Schoenthaler’s findings have been undermined by less than sterling research methods: His papers have failed to describe the precise methods by which he analyzed the inmates’ blood. (In January, a committee at his university recommended that he be suspended for a semester without pay for academic and scientific misconduct in later, unrelated research.) So in the late 1990s, an Oxford University physiologist named Bernard Gesch decided to put the theories to a more rigorous test. Gesch divided 231 prisoners in one of Britain’s toughest prisons into two groups. Half were given a standard vitamin and mineral supplement each day as well as fish-oil capsules and omega-6 oil from evening primrose. The other half received placebos. The results, published in 2002 in The British Journal of Psychiatry, drew headlines on both sides of the Atlantic. They were also almost identical to Schoenthaler’s. Over the course of approximately nine months, inmates taking supplements committed about 35 percent fewer antisocial acts than the group taking placebos. A few weeks after the study started, the prison warden told Gesch that the administrative report that month showed no violent incidents had occurred. “As far as he was aware, this had never happened in the history of the institution,” Gesch says.
Poor Man’s Pharmacopoeia
A number of common nutrients may help alleviate mental illness when taken in higher-than-normal doses.
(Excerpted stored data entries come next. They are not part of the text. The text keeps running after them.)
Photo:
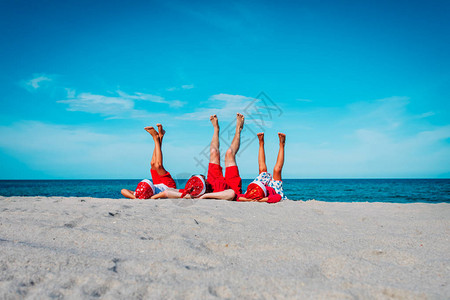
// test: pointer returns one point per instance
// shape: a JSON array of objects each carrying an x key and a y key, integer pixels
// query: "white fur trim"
[
  {"x": 150, "y": 184},
  {"x": 204, "y": 184},
  {"x": 262, "y": 186}
]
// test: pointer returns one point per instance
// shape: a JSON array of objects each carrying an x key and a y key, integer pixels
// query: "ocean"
[{"x": 332, "y": 190}]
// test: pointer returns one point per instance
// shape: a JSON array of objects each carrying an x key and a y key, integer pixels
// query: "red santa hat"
[
  {"x": 256, "y": 191},
  {"x": 145, "y": 189},
  {"x": 195, "y": 186}
]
A few of the most promising candidates follow.
FOLIC ACID
Folic acid is a B vitamin essential to mood regulation and the development of the nervous system. Patients deficient in it appear to respond poorly to antidepressants. In one 2000 British study, 127 patients taking Prozac were also given either 500 micrograms of folic acid a day or a placebo. The folic acid group did significantly better, in particular the women, 94 percent of whom improved compared with 61 percent in the placebo group.
MAGNESIUM
It’s long been known that magnesium can act as a sedative. Some studies have also found magnesium deficiencies in patients with depression, although the evidence is inconsistent. The mineral may help other mood-stabilizing drugs work better. Researchers at the Chemical Abuse Centers in Boardman, Ohio, found that combining magnesium oxide with the drug verapamil helped control manic symptoms in patients better than a drug-placebo combination.
CHROMIUM
Several studies have suggested that chromium picolinate may help alleviate depression and improve the response to antidepressants. In one small trial at Duke University, 70 percent of the patients who were given chromium picolinate improved, while none of those given placebos got better.
INOSITOL
This sugar molecule appears to make the brain’s receptors more sensitive to serotonin, one of the chemical messengers that mediate mood. In a series of short-term placebo-controlled trials, researchers at Ben Gurion University of the Negev in Israel found that large doses of inositol—12 to 18 grams a day—helped alleviate depression, panic disorder, and obsessive-compulsive disorder.